La ville obtint le départ des troupes qui avaient été laissées dans les faubourgs mais la peste redoubla et fit des ravages dans toutes les classes de la société. Le gouverneur lui-même en mourut. Dans la seule paroisse de Saint-Aspais, 485 personnes périrent de cette maladie en 1652 - le nombre habituel de décès était de 80 à 90 par an. La Fronde vaincue, le calme se rétablit mais la prospérité de la ville ne fut guère grande, sans commerce important mais devant toujours subvenir aux besoins des nombreux gens de guerre8. Le 17 août 1661, Louis XIV traverse Melun pour se rendre à la fête que Nicolas Fouquet lui offre si maladroitement dans sa magnifique résidence de Vaux-le-Vicomte et qui causera sa perte. Mais tout ce luxe ne faisait que ressortir la misère noire du peuple pendant le règne de Louis XIV. La ville devait payer pour des troupes qu'elle ne logeait plus et qu'on avait envoyées aux frontières, loger les soldats de passage, entretenir les milices locales, acquitter les tailles et les taxes locales pour la reconstruction des monuments. En 1675, la ville dut subvenir pendant cinq mois à l'entretien de 14 compagnies du régiment d'infanterie de Bourgogne au moyen d'une contribution journalière de 100 sols par compagnie. Il passa en une seule année 40 000 hommes de troupe à Melun. En 1694, les taxes demandées à la ville s'élevaient à 24 000 livres. À cette époque les routes étaient peu sûres et en très mauvais état comme l'écrit Jean Racine dans la lettre à son fils au retour du voyage depuis Melun, le 8 novembre 1698, pour assister à la prise de voile de sa fille Anne chez les Ursulines. L'hiver 1709 détruisit tous les arbres fruitiers, les blés et la misère devint effroyable. Le blé qui se vendait habituellement six à sept livres le setier passa à 35 livres.
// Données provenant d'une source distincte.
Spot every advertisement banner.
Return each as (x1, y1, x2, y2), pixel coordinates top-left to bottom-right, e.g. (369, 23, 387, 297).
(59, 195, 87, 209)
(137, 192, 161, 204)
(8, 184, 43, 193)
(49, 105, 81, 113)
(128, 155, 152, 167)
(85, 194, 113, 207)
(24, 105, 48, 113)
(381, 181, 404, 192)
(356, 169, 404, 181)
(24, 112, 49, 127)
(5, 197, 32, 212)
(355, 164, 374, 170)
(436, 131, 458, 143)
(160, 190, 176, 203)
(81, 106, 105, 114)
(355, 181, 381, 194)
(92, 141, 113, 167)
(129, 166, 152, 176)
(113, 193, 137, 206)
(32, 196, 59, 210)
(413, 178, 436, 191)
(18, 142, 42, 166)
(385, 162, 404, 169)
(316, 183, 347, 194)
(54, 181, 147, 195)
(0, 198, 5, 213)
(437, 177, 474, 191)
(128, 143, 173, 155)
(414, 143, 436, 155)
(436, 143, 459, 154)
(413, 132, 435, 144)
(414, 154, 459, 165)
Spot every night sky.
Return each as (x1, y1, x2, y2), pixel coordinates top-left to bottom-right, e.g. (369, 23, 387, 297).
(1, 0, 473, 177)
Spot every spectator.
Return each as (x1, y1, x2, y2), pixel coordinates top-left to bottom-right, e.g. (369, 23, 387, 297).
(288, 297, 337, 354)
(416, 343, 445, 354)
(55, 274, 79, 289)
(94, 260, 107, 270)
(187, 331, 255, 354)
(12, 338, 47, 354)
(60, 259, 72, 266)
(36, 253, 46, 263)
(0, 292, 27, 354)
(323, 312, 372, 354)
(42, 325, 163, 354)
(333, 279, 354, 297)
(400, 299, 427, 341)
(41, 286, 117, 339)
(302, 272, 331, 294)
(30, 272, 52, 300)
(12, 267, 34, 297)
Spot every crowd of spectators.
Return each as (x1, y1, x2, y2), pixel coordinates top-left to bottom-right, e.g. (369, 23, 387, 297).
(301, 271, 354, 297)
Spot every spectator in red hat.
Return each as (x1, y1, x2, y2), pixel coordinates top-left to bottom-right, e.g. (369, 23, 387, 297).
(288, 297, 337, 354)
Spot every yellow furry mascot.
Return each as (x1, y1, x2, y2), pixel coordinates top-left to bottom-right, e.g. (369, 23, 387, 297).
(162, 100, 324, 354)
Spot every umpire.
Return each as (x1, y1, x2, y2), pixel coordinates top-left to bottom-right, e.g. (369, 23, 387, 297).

Sous le règne de Louis XV et le début du règne de Louis XVI il ne se passe rien de marquant à Melun. Après l'échec du projet d'implantation d'une caserne dans le château au début du xviiie siècle, l'armée s'installe dans l'ancien couvent des Visitandines en 1780. La ville acheta une pompe à incendie et l'éclairage public fut installé. Les fortifications furent démolies petit à petit, des manufactures de toiles peintes et une filature de coton s'établirent sur les bords de l'Almont mais la fabrique de chaux périclita. En 1787 l'Assemblée provinciale d'Île-de-France, qui venait d'être créée, se réunit à Melun. Le 25 février 1789, une assemblée se réunit à l'Hôtel-de-Ville pour rédiger le cahier de doléances, qui met en évidence les abus de l'Ancien Régime.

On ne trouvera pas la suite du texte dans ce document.